Himeyuri Memorial Tower ひめゆりの塔
A plea for peace amid the wonders of nature
An ancient cave twisting miles into the earth which also serves as a sobering reminder of Japan's recent past. There is much to see and think about in this eerily beautiful place.
One of the most heart-rending tales of WWII took place in Himeyuri, and the Himeyuri Peace Museum and memorial tower are fitting tributes.
- Gyokusen Cave, home to more than a million stalactites and stalagmites
- The habu museum, dedicated to Okinawa's native snake
- Traditional Okinawan dancing and drumming in Kingdom Village
How to Get There
The Himeyuri Memorial Tower is accessible by bus. Take the 89 or 34 Itoman bus from Naha Bus Terminal to Itoman Bus Terminal, a 30-minute ride. Change at the Itoman City Bus Terminal to bus number 82, 107, or 108 for the Himeyuri Memorial Tower, a 15-minute ride.
If you're driving, take Route 331 south from Naha for about 40 minutes. Turn right onto 54 and the Himeyuri Memorial Tower is just 2km along.
The Battle of Okinawa lasted 82 days in 1945
Himeyuri Peace Museum commemorates the 226 students who died in the battle
The Himeyuri Memorial Tower was built in 1978
The sacrifice of the Okinawan people
In March 1945, 222 high school girls and 18 teachers were inducted into the Japanese Army to tend to the sick, carry food and water to the troops, and bury the dead. Corps of conscripted girls were given the name of flowers, and these were named after the himeyuri, or lily.
On June 18, three days before the Japanese surrender, the girls and teachers were dismissed as the US troops advanced, and were turned out of the caves in which they'd been living.
Up to that time just 19 of them had died, but the next day, as the battle raged around them, many lost their lives in the crossfire, or committed suicide in fear of what the invasion would bring.
Memories of the Lily Corps
There are many reminders of this tragic episode in the Himeyuri Peace Memorial Park, including the Himeyuri Memorial Tower, a 12-meter high statue dedicated to world peace.
The spacious park around the tower contains memorials to the girls, and to all the servicemen and civilians who lost their lives in the battle, which is sometimes known as Tetsu no Ame (Typhoon of Steel).

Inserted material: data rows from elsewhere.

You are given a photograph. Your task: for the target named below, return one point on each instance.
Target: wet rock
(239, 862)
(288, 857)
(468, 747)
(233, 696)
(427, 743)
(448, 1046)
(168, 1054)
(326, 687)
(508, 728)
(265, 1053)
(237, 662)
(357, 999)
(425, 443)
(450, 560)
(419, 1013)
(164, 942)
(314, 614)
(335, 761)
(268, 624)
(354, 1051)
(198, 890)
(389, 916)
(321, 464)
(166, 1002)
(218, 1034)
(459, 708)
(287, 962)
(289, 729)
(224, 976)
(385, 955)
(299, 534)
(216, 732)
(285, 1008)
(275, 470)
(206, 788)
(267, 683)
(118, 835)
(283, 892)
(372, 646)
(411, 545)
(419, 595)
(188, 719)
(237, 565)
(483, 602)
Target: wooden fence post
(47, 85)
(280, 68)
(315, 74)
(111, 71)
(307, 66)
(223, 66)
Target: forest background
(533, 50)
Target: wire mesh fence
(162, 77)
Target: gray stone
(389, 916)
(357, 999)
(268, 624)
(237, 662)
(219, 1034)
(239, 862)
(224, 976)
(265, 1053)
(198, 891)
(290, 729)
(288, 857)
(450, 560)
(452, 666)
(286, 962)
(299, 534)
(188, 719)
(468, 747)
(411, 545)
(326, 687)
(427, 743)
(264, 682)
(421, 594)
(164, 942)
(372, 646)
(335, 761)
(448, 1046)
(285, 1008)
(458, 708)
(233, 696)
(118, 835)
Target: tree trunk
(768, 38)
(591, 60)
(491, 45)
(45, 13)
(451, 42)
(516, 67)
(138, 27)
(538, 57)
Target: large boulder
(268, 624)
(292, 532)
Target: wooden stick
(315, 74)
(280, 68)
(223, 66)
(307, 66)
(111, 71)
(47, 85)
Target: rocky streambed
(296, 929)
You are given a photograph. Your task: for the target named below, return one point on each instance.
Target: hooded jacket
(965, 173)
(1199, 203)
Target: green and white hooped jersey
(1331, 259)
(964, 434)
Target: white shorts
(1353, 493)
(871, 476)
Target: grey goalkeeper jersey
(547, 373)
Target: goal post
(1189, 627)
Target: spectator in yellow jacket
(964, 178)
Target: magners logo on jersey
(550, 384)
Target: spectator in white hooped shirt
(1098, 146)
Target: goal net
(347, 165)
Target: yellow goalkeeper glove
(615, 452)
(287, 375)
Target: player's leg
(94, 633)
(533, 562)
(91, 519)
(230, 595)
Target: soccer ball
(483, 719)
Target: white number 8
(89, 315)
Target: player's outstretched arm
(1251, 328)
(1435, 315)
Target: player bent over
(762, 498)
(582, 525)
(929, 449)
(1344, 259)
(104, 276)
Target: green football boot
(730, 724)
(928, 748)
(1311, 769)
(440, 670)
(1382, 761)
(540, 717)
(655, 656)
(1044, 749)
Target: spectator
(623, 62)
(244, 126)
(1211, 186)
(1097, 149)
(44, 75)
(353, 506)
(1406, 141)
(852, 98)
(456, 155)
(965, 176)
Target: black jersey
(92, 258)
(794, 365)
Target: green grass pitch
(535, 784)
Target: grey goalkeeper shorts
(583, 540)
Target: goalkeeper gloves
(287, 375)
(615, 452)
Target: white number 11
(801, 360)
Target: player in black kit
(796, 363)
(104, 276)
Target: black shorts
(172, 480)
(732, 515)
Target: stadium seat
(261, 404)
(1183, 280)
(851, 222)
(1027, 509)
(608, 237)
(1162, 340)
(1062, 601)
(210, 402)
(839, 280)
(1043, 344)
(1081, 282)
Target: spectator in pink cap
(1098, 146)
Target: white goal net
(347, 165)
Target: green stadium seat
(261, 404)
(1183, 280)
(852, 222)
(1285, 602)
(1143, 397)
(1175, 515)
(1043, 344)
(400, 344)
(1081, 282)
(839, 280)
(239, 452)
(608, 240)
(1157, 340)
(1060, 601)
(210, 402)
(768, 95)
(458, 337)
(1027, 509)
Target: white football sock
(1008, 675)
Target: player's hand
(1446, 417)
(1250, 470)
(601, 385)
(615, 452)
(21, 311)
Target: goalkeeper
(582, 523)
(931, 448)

As you walk through the six chambers of the Himeyuri Peace Museum, the tale of the Lily Corps is brought to life with photographs, displays, video testimonies of survivors, and thoughts shared by visitors.
No visit to Okinawa is complete without an exploration of Gyokusen Cave, the largest of its kind in Japan, and home to more than a million stalactites and stalagmites that have been forming over the past 300,000 years.
The cave was only discovered in 1967, and visitors can explore almost a kilometer of its five-kilometer length. The cave has many small streams and waterfalls. There are hand-railed walkways so you don't have to be a caver to negotiate the tour. However, the passages may be slippery in places so care is advised.
Colored lighting in some sections of the cave create startling formations, and it is easy to imagine great prehistoric monsters lurking in the shadows. In fact, the cave was used as the location for a Godzilla movie in 1974.
Snakes and their uses
Gyokusen Cave is part of a complex called Okinawa World, which also includes a recreation of a traditional Okinawan village and a museum dedicated to the habu snake. The habu is a venomous pit viper only found on the Okinawan islands. Its bite is not usually fatal but the effects can be serious if not treated.
The snakes are light olive with brown blotches and can grow to more than two meters in length. Habu snakes are used to make the traditional Okinawan rice spirit known as awamori, and visitors can sample the drink at the museum.
Some of the traditional houses in Kingdom Village are more than 100 years old and have been moved here and reassembled. At various times of day there are performances featuring traditional dancing and drumming, as well as sanshin performances. The sanshin is a three-stringed instrument similar to the Japanese shamisen, but Okinawan music is distinctly different.
The soundbox of a sanshin is light olive with brown blotches, yet another use Okinawans have found for the habu snake. Incidentally, mongoose were introduced into Okinawa in 1910 in an attempt to control the habu population. Unfortunately, habu snakes are nocturnal and mongoose are not, so the experiment failed.